The fix: I made it so only “Events” (like news or alerts) can get the “Urgent” boost. Normal documents are never treated that way.

policy_v2:          kind=VERSIONED  state=valid    window=supersedes policy_v1
announcement_today: kind=EVENT      state=temporal  window=42h remaining

Even with identical timestamps, those documents behave differently because they represent different kinds of information.

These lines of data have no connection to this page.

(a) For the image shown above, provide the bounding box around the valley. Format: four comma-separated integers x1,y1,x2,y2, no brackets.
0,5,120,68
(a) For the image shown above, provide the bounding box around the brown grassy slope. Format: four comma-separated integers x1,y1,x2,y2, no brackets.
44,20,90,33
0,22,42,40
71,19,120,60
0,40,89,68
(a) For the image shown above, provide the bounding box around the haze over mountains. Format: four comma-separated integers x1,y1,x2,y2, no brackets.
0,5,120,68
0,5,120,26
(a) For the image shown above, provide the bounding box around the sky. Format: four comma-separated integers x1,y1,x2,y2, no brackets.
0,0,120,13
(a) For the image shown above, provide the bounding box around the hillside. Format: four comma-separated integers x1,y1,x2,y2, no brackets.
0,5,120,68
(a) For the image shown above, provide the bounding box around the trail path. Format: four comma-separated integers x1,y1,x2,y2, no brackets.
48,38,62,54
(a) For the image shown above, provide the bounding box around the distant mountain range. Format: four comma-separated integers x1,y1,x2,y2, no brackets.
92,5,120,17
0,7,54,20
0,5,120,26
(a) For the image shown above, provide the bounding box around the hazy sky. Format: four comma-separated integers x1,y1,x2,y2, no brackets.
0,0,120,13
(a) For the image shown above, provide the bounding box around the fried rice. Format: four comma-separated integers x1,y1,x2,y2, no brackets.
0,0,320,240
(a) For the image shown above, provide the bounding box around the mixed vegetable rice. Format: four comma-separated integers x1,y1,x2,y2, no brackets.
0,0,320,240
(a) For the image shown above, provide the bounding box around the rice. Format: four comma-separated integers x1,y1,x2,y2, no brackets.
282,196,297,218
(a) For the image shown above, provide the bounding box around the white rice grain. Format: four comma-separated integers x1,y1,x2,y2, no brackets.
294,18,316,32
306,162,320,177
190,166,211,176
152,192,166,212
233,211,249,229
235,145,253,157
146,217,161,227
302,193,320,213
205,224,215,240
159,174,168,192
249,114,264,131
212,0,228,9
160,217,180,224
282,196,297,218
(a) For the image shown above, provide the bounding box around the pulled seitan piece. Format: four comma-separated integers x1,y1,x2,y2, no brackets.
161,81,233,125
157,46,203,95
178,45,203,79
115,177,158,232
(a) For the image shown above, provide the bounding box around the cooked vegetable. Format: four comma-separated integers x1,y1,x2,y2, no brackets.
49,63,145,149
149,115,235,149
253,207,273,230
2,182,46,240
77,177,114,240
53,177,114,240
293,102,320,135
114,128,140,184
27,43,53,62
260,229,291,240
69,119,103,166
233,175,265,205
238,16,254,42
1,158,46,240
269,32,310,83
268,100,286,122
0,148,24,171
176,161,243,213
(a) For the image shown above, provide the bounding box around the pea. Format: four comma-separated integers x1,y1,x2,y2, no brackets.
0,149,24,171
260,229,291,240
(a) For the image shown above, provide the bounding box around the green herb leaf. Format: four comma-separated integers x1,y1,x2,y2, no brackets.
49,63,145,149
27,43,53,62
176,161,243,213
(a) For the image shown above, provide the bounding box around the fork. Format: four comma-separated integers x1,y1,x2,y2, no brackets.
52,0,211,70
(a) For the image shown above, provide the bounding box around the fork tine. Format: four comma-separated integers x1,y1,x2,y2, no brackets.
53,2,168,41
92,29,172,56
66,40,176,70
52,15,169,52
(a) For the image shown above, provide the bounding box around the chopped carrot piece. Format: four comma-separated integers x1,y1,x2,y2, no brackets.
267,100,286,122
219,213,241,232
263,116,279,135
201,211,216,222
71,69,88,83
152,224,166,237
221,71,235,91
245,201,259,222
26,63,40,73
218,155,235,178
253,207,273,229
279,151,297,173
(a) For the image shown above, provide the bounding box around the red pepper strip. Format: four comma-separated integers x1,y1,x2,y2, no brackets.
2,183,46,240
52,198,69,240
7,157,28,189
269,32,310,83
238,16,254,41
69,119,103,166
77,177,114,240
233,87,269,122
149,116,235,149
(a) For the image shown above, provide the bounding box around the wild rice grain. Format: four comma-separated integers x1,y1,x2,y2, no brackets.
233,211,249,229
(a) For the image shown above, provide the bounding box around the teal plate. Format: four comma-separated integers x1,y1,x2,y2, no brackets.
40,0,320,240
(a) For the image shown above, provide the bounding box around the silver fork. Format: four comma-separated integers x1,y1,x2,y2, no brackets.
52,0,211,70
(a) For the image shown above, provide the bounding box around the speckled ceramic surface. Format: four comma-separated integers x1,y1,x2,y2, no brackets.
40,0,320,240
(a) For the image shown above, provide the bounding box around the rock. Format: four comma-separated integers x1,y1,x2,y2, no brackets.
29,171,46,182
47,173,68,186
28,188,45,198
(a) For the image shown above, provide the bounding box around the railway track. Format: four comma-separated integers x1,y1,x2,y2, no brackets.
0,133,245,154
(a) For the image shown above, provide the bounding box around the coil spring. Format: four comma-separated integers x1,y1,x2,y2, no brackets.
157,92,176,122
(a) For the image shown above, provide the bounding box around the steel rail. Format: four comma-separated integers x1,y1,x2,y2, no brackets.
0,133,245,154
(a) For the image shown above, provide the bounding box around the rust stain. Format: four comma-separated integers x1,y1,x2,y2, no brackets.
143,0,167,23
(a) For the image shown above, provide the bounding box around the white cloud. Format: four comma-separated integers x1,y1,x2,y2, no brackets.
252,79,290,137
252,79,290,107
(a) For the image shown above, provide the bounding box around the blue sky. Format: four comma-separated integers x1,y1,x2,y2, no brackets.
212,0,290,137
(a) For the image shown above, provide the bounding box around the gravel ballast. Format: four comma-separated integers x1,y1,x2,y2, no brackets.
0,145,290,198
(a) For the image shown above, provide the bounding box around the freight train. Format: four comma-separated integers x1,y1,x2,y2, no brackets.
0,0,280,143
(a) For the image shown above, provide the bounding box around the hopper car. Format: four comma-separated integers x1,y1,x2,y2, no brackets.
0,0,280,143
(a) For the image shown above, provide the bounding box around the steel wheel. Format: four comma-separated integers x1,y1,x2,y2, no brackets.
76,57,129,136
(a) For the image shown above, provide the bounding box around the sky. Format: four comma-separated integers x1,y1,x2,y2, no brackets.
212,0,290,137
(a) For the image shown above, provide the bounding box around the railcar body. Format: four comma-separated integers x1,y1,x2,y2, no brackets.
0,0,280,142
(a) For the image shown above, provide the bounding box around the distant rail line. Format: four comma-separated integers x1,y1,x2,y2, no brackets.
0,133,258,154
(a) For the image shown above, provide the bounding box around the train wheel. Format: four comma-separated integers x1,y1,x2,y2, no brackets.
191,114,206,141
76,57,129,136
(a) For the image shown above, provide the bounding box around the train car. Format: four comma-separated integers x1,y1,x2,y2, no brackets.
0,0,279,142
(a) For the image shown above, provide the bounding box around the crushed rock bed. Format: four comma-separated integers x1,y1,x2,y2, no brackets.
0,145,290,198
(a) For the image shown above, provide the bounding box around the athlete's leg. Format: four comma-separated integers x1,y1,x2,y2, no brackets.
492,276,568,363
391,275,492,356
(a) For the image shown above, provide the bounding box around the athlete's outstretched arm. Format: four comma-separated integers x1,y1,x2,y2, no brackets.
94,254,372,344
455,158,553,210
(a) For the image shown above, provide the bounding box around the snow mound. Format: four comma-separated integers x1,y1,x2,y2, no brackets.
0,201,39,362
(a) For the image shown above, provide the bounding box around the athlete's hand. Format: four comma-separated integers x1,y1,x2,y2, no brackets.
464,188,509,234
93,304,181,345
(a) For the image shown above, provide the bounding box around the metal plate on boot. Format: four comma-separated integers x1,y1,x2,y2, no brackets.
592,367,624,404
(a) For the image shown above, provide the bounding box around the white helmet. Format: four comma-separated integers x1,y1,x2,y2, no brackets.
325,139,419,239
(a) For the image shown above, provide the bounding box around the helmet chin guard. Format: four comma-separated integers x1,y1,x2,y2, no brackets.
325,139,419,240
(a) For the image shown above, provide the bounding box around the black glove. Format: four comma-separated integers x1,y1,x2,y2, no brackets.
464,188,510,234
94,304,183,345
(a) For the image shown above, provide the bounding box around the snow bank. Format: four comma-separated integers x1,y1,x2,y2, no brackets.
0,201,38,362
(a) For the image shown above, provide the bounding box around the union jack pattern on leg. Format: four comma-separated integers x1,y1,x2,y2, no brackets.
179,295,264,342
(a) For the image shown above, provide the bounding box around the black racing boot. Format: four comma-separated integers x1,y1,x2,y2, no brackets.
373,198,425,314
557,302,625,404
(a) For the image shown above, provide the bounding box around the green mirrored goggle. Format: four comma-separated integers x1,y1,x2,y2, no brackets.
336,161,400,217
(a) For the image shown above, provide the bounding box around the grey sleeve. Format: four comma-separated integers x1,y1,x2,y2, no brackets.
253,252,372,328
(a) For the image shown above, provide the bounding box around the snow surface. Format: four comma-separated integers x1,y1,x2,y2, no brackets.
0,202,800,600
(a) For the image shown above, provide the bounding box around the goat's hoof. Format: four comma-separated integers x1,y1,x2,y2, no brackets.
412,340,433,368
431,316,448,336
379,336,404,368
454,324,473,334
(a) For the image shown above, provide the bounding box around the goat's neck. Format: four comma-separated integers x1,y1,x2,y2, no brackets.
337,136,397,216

Grid showing how document validity state (Expired, Valid, Temporal) intersects with document kind (Static, Versioned, Event) to determine retrieval treatment in a temporal RAG system. The only cell that receives a boost is Temporal × Event. All Expired cells are hard removed. Static and Versioned documents cannot reach Temporal state. — The two-axis classification system that drives the temporal layer — validity
state decides what to do with a document, document kind decides why. Image by Author

The Scoring Formula

The final score for each document combines vector similarity with temporal signals:

final_score = semantic_penalty
            × [(1 − w) × vector_score
               + w × (decay_score × recency_score
                      × validity_multiplier × event_relevance_multiplier)]

Where:

vector_score: cosine similarity, normalized to fall between 0 and 1 relative to the candidate pool.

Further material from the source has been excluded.